If you only ever deal with English strings in your code, you can stop reading now. Unless you are curious and want to learn something new, then please stay. 😉
In languages like German, we have characters that don’t exist in the English alphabet. Some look similar to other characters, but some are extra. And in German we only have 4 of them, other languages have many more.
How strings are usually sorted
When you have an array of strings, there are different ways in how they are sorted. Let’s look at some examples:
console.log(['c', 'b', 'a', 'B', 'A', 'C'].sort())
// (6) ['A', 'B', 'C', 'a', 'b', 'c']
If you ever wrote some code and sorted it with a simple sorting function, you might be aware that many of them use the order of the characters in the ASCII table. That’s why we see the capital letters first, followed by the lower-case letters.
That might be just what we expect and want for English. But let’s throw in some German Umlaut into the array:
console.log(['ä', 'b', 'a', 'B', 'Ä', 'A'].sort())
// (6) ['A', 'B', 'a', 'b', 'Ä', 'ä']
Even if you don’t speak German and don’t know about the order of letters, this doesn’t look correct, right? The capital “Ä” comes after all other lower-case letters. Since the Umlauts are not part of the ASCII table (like most letters not include in “Basic Latin”), JavaScript is using their UTF-16 code unit values so sort them. These also represent each character with a number. The letter “Ä” for example has the numeric value 228, while “z” has 122, and that’s why it is ordered like above.
Using the Intl.Collator object for natural sorting
The solution for this is really very easy. The sort()
function for an array can take a callback function as a parameter. This function get passed two values of the array. It should return a negative number, if the first value is smaller than the second one, return a positive number, if the opposite is true, or return 0
, if both have the same value.
But we don’t have to write such a callback function for every language ourselves. Instead, we can use the Intl.Collator object. For our German umlaut example, the code would look like this:
console.log(['ä', 'b', 'a', 'B', 'Ä', 'A'].sort(new Intl.Collator('de').compare));
// (6) ['a', 'A', 'ä', 'Ä', 'b', 'B']
Not only do we now have our umlaut next to the similarly looking letters, we also get each lower-case letter followed by its capital letters. This is also what you would expect from a “dictionary sorting”.

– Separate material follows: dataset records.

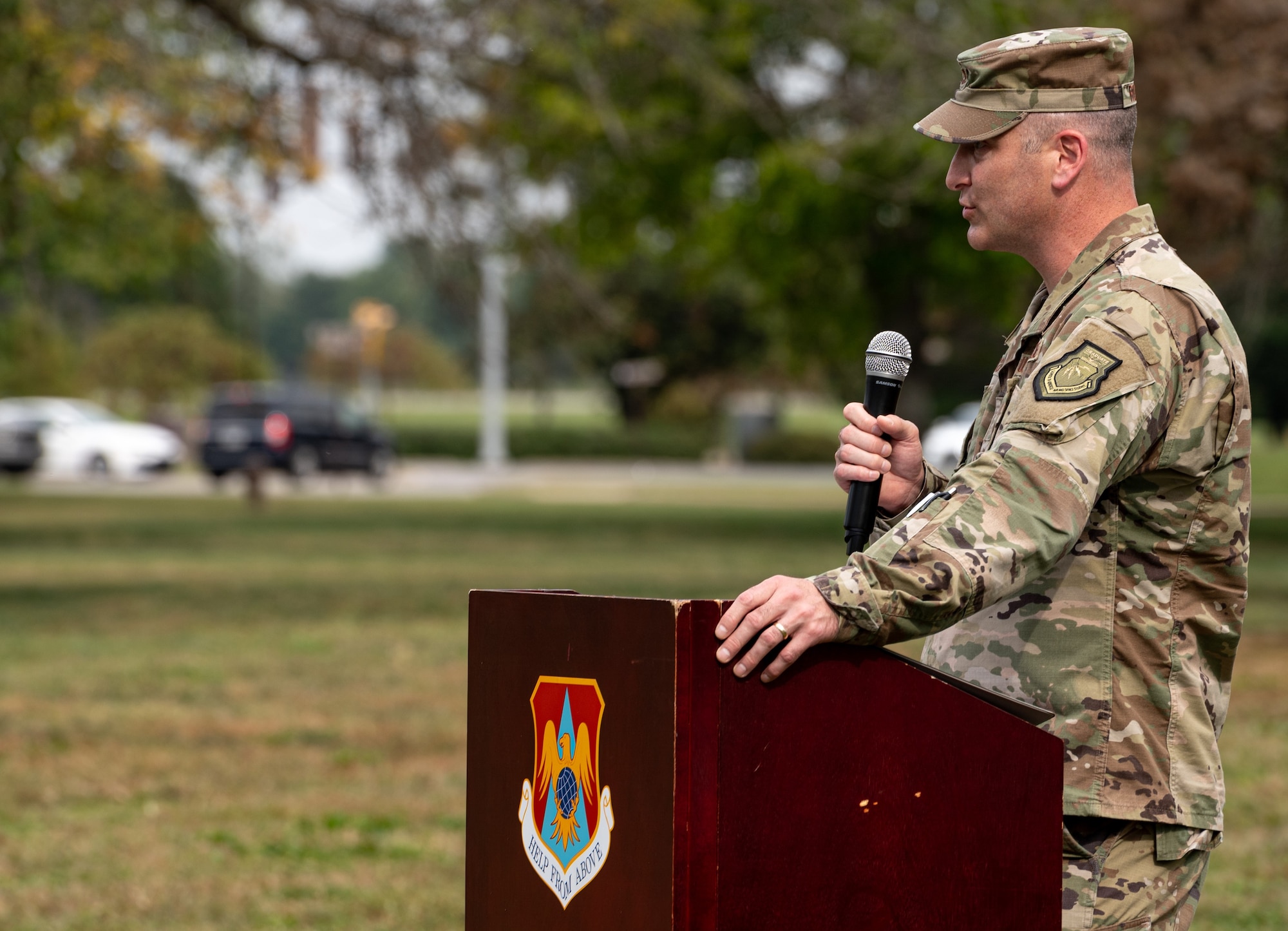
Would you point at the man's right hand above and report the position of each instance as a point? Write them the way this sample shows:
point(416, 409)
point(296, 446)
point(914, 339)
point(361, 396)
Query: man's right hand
point(865, 456)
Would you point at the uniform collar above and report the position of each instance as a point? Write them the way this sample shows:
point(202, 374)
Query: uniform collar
point(1132, 226)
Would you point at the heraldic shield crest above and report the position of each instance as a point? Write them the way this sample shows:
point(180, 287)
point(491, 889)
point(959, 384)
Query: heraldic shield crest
point(566, 814)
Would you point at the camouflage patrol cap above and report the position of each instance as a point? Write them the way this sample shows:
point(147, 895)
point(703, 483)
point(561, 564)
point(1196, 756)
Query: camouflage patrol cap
point(1050, 72)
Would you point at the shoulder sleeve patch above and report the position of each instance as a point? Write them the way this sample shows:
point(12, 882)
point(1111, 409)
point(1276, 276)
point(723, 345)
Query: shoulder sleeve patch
point(1076, 374)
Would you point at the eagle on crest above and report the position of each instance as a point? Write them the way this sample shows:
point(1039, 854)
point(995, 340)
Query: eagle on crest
point(570, 778)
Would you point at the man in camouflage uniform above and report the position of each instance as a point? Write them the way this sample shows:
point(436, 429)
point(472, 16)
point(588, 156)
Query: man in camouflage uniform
point(1090, 556)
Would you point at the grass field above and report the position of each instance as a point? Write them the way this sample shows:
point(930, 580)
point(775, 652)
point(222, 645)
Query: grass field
point(212, 718)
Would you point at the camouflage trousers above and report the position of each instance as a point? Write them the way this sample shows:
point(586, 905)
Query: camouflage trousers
point(1133, 874)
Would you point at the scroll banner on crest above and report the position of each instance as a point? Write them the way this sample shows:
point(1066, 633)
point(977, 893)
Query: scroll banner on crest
point(567, 882)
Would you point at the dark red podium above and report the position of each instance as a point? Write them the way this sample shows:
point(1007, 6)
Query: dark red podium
point(620, 779)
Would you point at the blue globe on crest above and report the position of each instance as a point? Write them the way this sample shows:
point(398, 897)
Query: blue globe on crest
point(566, 792)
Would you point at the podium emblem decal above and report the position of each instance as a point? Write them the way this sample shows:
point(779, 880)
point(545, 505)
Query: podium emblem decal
point(566, 814)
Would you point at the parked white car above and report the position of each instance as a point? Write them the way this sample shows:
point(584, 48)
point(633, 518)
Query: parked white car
point(82, 439)
point(942, 444)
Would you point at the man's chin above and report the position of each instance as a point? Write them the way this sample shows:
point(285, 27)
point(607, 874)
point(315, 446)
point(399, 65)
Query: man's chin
point(978, 238)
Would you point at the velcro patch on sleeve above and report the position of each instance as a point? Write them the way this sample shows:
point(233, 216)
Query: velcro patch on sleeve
point(1076, 374)
point(1101, 364)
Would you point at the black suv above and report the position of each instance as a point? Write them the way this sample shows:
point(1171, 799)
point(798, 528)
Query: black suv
point(293, 428)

Using the compare function directly
As mentioned earlier, the sort()
function expects a callback that returns a negative, or positive number, or a 0
. And this is exactly what the function does. We can explicitly call that function (and not only reference its name) and pass in two letters to compare:
new Intl.Collator('de').compare('ä', 'a')
// 1
new Intl.Collator('de').compare('a', 'ä')
// -1
new Intl.Collator('de').compare('a', 'a')
// 0
To demonstrate, that this function is not simply using a static list of numbers for each character, but really sorts by a specific language, here is a good example for that:
new Intl.Collator('de').compare('ä', 'z')
// -1
new Intl.Collator('sv').compare('ä', 'z')
// 1
The Swedish language, which I’m currently trying to learn, also has the “ä” letter. But it is sorted differently than a German umlaut, and you would find words starting with almost at the end of a Swedish dictionary (only followed by words starting with “ö”).
Using advanced options
There are some options you can also pass as an object to the sort()

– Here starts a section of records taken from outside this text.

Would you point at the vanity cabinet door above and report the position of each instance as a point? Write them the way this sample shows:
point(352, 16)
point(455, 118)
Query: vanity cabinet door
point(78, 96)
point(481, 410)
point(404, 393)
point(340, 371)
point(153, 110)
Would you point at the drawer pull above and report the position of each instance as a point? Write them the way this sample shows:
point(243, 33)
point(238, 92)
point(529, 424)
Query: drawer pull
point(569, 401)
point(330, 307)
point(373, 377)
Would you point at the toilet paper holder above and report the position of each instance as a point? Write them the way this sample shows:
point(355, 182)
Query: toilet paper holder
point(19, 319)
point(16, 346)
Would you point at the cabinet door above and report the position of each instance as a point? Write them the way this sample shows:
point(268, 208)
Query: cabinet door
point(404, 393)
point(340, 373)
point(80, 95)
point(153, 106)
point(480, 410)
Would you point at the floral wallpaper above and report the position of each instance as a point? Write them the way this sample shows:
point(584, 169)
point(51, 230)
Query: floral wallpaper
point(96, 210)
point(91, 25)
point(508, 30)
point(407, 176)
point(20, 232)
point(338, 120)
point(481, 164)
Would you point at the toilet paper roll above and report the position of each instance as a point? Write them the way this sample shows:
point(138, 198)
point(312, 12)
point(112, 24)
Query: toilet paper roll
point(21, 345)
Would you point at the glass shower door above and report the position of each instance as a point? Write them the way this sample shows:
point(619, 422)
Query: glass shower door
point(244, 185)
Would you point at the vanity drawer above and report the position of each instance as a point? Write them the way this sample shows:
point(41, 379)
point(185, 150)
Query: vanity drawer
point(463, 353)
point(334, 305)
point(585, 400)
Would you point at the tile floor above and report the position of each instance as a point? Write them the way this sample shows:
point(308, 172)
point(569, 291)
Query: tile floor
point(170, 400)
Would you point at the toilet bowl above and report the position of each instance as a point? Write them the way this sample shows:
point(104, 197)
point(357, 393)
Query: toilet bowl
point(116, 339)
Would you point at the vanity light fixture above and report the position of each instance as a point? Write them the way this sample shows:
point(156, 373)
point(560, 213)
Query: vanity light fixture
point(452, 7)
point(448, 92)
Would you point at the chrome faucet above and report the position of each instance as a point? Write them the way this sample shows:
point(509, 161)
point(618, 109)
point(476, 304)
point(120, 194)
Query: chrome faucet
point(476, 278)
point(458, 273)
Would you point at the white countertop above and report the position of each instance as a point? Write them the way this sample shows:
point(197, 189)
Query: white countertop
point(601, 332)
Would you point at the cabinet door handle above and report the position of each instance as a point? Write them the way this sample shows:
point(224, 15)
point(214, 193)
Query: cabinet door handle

function, like in this example, when you want to have capital letters first:
console.log(
['ä', 'b', 'a', 'B', 'Ä', 'A'].sort(
new Intl.Collator(
'de',
{
caseFirst: 'upper'
}
).compare
)
);
// (6) ['A', 'a', 'Ä', 'ä', 'B', 'b']
You can find some more options on the documentation page or a full list in the ECMA specification. There are even some wild “languages” like “de-u-co-phonebk
“, to order an array like it would appear in a German phone book – in case you know what I am talking about. 😁
Bonus: Sorting number string
I don’t want to write about all options, but one might be really helpful in your code. If you even sorted an array with numbers as string, you know that alphanumeric sorting does not work:
console.log(['1', '2', '11', '101', '3'].sort());
// (5) ['1', '101', '11', '2', '3']
But with the option numeric
, you get what you want (the first “language” parameter might not be important here):
console.log(
['1', '2', '11', '101', '3'].sort(
new Intl.Collator(
'en',
{
numeric: true
}
).compare
)
);
// (5) ['1', '2', '3', '11', '101']
Just what we wanted to have. 😊
Conclusion
Sorting strings by their natural order in a specific language can really make a big difference on how usable your code is (or if it would even break things, if done incorrectly). With the Intl.Collator
object, this is made rather easy in JavaScript. Other programming languages don’t provide such a powerful tool for you.